R699 chief in pay row with staff: report
The man behind the R699 car scheme, Albert Venter, is being accused by his staff for not paying them their agreed wages, the Sunday Times reported.
The City Press recently reported that Venter lives in an R11.5-million mansion, and owns a fleet of luxury cars including a Ferrari FF, Porsche Cayenne Turbo S, Maserati Spyder and Nissan Infiniti SUV.
Late last month (June 2014), Venter’s Satinsky Group announced an abrupt end to a partnership agreement with Hong Kong based advertising company, Blue Lakes.
The dissolving of the partnership left as many as 17,000 Satinsky clients without the monthly advertising earnings they had become dependent on to finance the cars bought through the scheme, and by many accounts, unable to repay the full monthly premium for the vehicles.
On Tuesday, one customer in the Eastern Cape, Johan Bartosch, lead a group of disgruntled consumers to the Eastern Cape High Court, looking to declare the deal null and void.
The case was postponed to August 7.
The Times reported that Satinsky’s remaining staff were retrenched this week.
Consumer activist, Simon Lapping, claimed that employees were paid a R7,500 retrenchment package and were asked not to speak to the media.
However, Karin van Eck, Satinsky’s lawyer, said: “Some of the employees have been retrenched.

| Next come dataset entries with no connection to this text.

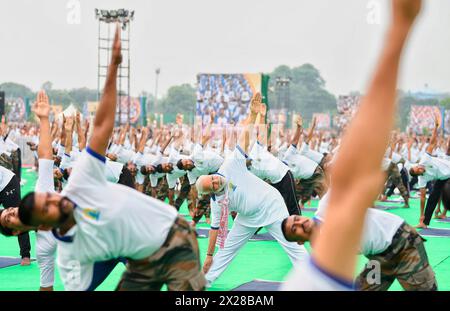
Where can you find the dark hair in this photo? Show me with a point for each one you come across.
(159, 168)
(65, 174)
(26, 207)
(4, 230)
(283, 224)
(144, 170)
(180, 165)
(412, 172)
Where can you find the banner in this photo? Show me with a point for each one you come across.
(226, 95)
(130, 110)
(323, 120)
(346, 107)
(15, 110)
(422, 117)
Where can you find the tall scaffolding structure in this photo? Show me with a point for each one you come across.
(107, 20)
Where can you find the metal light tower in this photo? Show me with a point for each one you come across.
(106, 28)
(157, 72)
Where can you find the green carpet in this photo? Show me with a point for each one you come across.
(256, 260)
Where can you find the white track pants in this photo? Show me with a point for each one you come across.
(239, 235)
(45, 256)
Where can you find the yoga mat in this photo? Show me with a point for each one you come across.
(446, 220)
(309, 209)
(204, 233)
(10, 261)
(435, 232)
(385, 208)
(258, 286)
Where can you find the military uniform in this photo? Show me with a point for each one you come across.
(175, 264)
(405, 260)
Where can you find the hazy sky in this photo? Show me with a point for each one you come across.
(185, 37)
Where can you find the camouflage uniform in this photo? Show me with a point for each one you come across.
(175, 264)
(395, 178)
(202, 208)
(6, 162)
(17, 163)
(162, 189)
(184, 193)
(304, 188)
(405, 260)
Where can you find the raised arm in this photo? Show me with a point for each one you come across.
(42, 110)
(80, 132)
(337, 245)
(433, 140)
(143, 140)
(255, 109)
(105, 116)
(311, 131)
(298, 130)
(70, 123)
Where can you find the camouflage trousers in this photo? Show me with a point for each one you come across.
(305, 188)
(160, 192)
(6, 162)
(405, 260)
(176, 264)
(395, 178)
(183, 194)
(17, 163)
(162, 189)
(201, 208)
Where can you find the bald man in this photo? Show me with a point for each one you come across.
(234, 188)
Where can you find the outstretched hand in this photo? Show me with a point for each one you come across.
(405, 11)
(41, 107)
(116, 57)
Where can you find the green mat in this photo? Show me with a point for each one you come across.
(257, 259)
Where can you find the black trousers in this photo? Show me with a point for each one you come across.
(405, 181)
(16, 157)
(286, 187)
(126, 178)
(433, 199)
(10, 197)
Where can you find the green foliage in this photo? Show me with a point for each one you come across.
(307, 93)
(12, 89)
(179, 99)
(404, 107)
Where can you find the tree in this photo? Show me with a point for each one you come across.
(15, 90)
(307, 93)
(445, 103)
(47, 86)
(180, 98)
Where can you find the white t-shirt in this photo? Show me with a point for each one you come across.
(113, 170)
(112, 220)
(265, 165)
(206, 160)
(435, 169)
(379, 228)
(301, 166)
(310, 154)
(310, 277)
(5, 177)
(257, 203)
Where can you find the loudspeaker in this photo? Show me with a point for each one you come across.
(2, 103)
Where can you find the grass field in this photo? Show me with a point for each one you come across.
(257, 259)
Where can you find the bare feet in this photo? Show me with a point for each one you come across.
(421, 224)
(441, 216)
(25, 261)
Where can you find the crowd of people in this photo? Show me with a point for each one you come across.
(100, 198)
(226, 97)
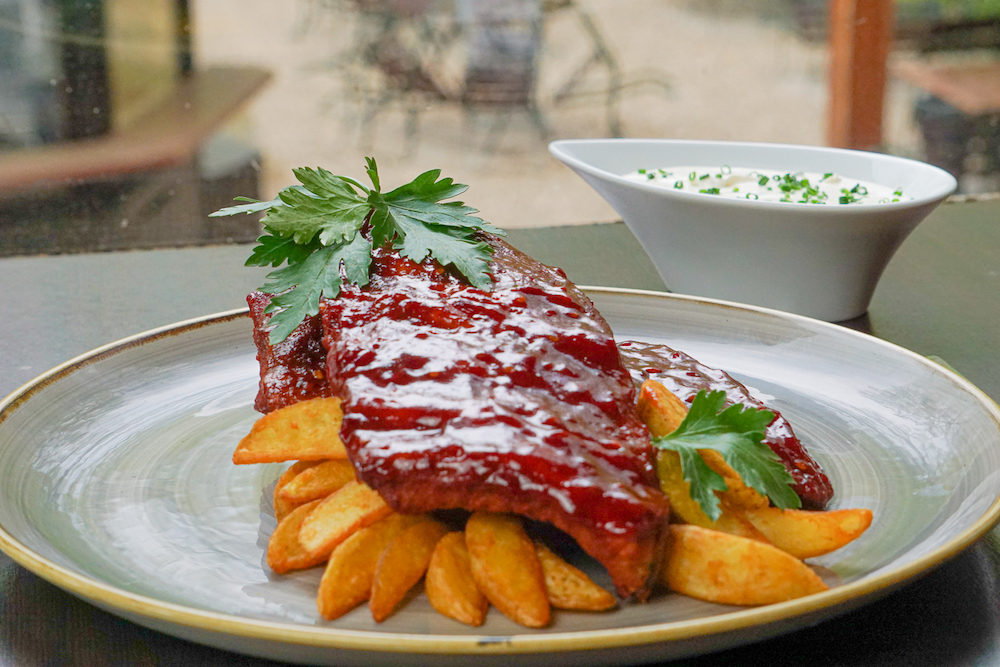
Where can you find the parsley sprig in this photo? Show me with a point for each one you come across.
(736, 432)
(325, 228)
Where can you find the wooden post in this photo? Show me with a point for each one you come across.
(861, 34)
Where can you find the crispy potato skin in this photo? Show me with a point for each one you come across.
(506, 568)
(401, 565)
(450, 586)
(729, 569)
(305, 431)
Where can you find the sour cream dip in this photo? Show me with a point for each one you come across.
(769, 185)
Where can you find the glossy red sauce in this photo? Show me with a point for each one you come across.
(685, 377)
(513, 400)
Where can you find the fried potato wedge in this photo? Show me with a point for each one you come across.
(347, 579)
(284, 551)
(449, 585)
(318, 481)
(660, 410)
(282, 507)
(402, 564)
(305, 431)
(728, 569)
(686, 510)
(506, 568)
(350, 508)
(805, 534)
(568, 587)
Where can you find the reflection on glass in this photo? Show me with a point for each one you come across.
(124, 122)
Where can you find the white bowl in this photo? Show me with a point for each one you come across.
(822, 261)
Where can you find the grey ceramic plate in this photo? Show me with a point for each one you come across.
(116, 484)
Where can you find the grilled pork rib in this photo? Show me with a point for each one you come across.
(684, 377)
(513, 400)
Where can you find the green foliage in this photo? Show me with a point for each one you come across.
(315, 229)
(736, 432)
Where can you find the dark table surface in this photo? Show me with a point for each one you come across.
(940, 296)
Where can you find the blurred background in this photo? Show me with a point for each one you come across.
(123, 123)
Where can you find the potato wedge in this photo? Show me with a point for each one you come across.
(728, 569)
(284, 551)
(449, 585)
(283, 508)
(347, 579)
(349, 509)
(805, 534)
(305, 431)
(568, 587)
(660, 410)
(684, 508)
(506, 568)
(318, 481)
(402, 564)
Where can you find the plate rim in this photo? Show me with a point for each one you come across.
(824, 604)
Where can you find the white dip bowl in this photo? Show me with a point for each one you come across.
(819, 260)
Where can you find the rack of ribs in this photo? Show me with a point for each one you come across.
(513, 400)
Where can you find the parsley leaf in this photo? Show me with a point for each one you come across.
(737, 433)
(325, 228)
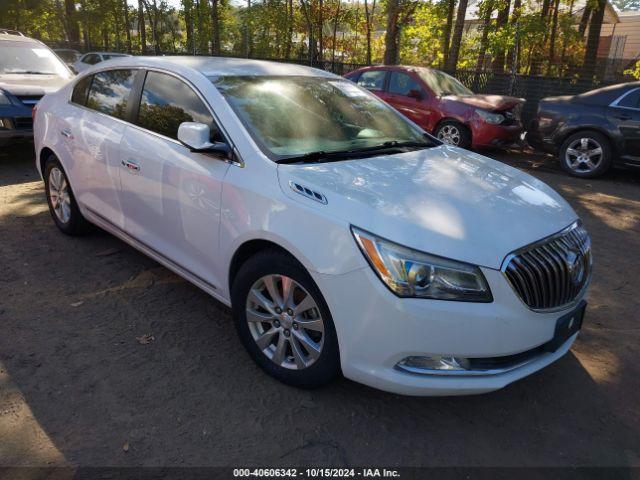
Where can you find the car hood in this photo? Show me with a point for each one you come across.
(445, 201)
(487, 102)
(36, 85)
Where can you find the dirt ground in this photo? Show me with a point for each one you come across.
(77, 388)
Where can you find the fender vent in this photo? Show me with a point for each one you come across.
(307, 192)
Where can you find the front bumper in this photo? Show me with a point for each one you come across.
(376, 330)
(15, 124)
(487, 135)
(538, 141)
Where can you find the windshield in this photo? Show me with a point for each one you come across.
(68, 55)
(292, 116)
(442, 84)
(30, 58)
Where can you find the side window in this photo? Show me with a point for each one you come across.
(631, 100)
(109, 92)
(402, 84)
(81, 91)
(372, 79)
(166, 102)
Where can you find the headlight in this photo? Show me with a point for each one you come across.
(492, 118)
(410, 273)
(4, 100)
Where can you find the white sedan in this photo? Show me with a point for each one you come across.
(344, 238)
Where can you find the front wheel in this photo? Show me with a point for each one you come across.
(62, 203)
(454, 133)
(284, 322)
(586, 154)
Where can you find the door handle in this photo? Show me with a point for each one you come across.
(131, 165)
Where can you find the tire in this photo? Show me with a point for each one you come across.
(454, 133)
(65, 213)
(307, 357)
(579, 154)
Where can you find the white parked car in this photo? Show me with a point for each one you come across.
(92, 58)
(343, 237)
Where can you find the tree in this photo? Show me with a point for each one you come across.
(626, 4)
(142, 29)
(71, 20)
(216, 26)
(486, 11)
(368, 20)
(446, 36)
(456, 39)
(501, 22)
(398, 13)
(593, 39)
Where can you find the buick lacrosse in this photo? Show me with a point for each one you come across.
(344, 238)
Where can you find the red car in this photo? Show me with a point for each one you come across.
(441, 105)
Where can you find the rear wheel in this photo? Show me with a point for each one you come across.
(62, 203)
(586, 154)
(454, 133)
(284, 322)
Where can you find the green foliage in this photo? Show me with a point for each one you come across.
(634, 71)
(280, 28)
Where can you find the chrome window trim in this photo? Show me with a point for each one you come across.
(240, 163)
(616, 102)
(509, 257)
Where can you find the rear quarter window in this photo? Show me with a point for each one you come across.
(81, 91)
(110, 91)
(631, 99)
(166, 102)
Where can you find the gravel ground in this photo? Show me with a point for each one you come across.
(78, 388)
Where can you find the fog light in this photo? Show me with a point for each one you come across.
(436, 363)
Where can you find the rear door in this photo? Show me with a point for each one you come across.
(374, 80)
(93, 131)
(172, 195)
(626, 114)
(408, 96)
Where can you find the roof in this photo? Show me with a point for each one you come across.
(223, 66)
(10, 37)
(118, 54)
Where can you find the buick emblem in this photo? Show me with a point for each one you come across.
(576, 266)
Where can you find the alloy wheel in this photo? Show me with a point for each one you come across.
(449, 134)
(59, 195)
(583, 155)
(285, 322)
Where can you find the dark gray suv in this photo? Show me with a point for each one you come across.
(28, 71)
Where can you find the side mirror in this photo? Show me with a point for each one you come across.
(196, 136)
(417, 94)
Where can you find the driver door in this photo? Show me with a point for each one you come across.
(171, 195)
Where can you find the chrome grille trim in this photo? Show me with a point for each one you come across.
(552, 273)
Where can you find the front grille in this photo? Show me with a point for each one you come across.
(553, 272)
(29, 100)
(23, 123)
(512, 117)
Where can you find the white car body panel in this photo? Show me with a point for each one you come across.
(192, 213)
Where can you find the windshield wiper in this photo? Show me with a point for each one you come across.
(27, 72)
(323, 156)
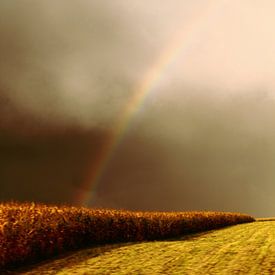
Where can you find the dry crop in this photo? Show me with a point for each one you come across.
(30, 232)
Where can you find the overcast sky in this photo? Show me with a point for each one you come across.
(204, 137)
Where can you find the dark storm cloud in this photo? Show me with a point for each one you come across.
(204, 138)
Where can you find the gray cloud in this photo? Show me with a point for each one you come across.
(204, 138)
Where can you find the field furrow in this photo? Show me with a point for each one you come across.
(240, 249)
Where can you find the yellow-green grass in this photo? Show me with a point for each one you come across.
(31, 232)
(240, 249)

They were given retrenchment packages in accordance with the labour act,” she said.
The Sunday Times said that documents seen by the paper indicated that 43 staff who worked in Satinsky’s call-centre were allegedly promised R25,000 each, which they never received.
In February, several staff were sacked after they complained about poor working conditions and long hours.
The Sunday Times reported that when the employees threatened to go to the newspapers, Venter allegedly paid them R75,000 each and requested they resign.
This ignited an illegal strike among the other call centre agents leading to 15 employees being called to a disciplinary hearing in April, where they were found guilty for illegal strike action.
Venter is believed to have offered a once-off payment of R10,000 to all of the staff at the call centre — later hiking that amount to R25,000, which he has not since paid.
Venter has declined to comment.
The Sunday Times said that 1,300 of Satinsky’s clients have signed up for a possible class- action lawsuit looking to hold Venter responsible for what they allege is a Ponzi scheme.